塩見イントロダクションから始めたいと思います。今、立花さんがおっしゃられたように今何がおこっているかを説明したいと思います。ゲノム解析がここ10年間進んできてまして、300以上の生物種の全ゲノム配列が完了しています。そして現在1000以上の生物のゲノムの解析が進んでいます。
そういうことによって何がわかってきたか。
スライド1
遺伝子数ってものが見えてきました。この場合、遺伝子数というのはタンパク質をコードする数のことです。例えばヒトの場合は二万二千ぐらい、線虫の場合が一万九千、ショウジョウバエの場合が一万三千、それから、植物の遺伝学でよく使われるシロイヌナズナは二万五千ぐらい。これらをみると生物の複雑さと遺伝子の数は相関していない。なぜだろう?
例えば、細胞の数を比べると線虫が千個であるのに対してヒトは精子とかを除いて十の13乗個ぐらいの細胞から成り立っている。ヒトっていうのは非常に複雑で高性能な生き物で、線虫はたしかに高性能ですがそんなに複雑ではありません。でも遺伝子をみてもそんな何オーダーの違いがあるわけではありません。
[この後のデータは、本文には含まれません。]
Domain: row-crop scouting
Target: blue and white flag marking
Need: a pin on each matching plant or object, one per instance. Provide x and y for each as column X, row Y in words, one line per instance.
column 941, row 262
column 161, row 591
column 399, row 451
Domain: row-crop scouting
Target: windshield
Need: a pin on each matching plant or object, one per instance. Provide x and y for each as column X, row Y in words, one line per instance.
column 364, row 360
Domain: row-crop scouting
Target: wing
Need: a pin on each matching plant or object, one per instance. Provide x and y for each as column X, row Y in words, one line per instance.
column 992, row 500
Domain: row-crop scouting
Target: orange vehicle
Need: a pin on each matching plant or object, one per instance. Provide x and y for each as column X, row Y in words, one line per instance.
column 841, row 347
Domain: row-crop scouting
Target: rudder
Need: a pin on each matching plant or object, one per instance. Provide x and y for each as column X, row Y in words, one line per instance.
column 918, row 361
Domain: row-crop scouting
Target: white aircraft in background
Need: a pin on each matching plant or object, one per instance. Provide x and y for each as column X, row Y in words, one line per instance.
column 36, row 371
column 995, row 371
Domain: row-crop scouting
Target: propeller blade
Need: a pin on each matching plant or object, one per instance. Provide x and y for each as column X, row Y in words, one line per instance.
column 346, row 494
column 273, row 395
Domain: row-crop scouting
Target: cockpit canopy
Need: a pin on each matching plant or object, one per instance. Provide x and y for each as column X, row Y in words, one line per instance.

じゃ、何によって違うのか?そのヒントがこれだと思います。
スライド2
これもゲノム解析の結果わかってきたことですが、DNAをタンパク質をコードする領域とコードしない領域と分けていってその比をとっていく。つまりゲノム全体の中でタンパク質をコードしない領域の割合をプロットしていきますと、例えば(スライド)こちらに大腸菌があります、そして原核生物と真核生物、単構造と分裂構造。こういう風にノンコーディングのDNA(以後ncDNA)の割合は生物が複雑になるほど大きくなって、ヒトで最大になります。
スライド3
ヒトの場合、98%以上がタンパク質をコードしていない領域である。では98%が何をしているかというと一昔前まではジャンクと言われて、つまりゴミだとかカスだとかいうようなものだろうと。何もやっていない、機能していないと思われていた。これがヒトのゲノムを単純に分けた場合どんな風になるか。さきほども言いましたように98%がタンパク質をコードしない領域、タンパク質をコードしている領域がわずか2%ぐらい。そしてその98%のうち半分ぐらいがトランスポゾンと言われるリブ配列からなっていて、その他にイントロンやチフスエレメントなど、遺伝子の発現をコントロールするいろいろなエレメントがあります。特に何もやってない、ヒトに対して悪さをしているのではないかという領域は、最近そうでないということが分かってきた。それはあとで話します。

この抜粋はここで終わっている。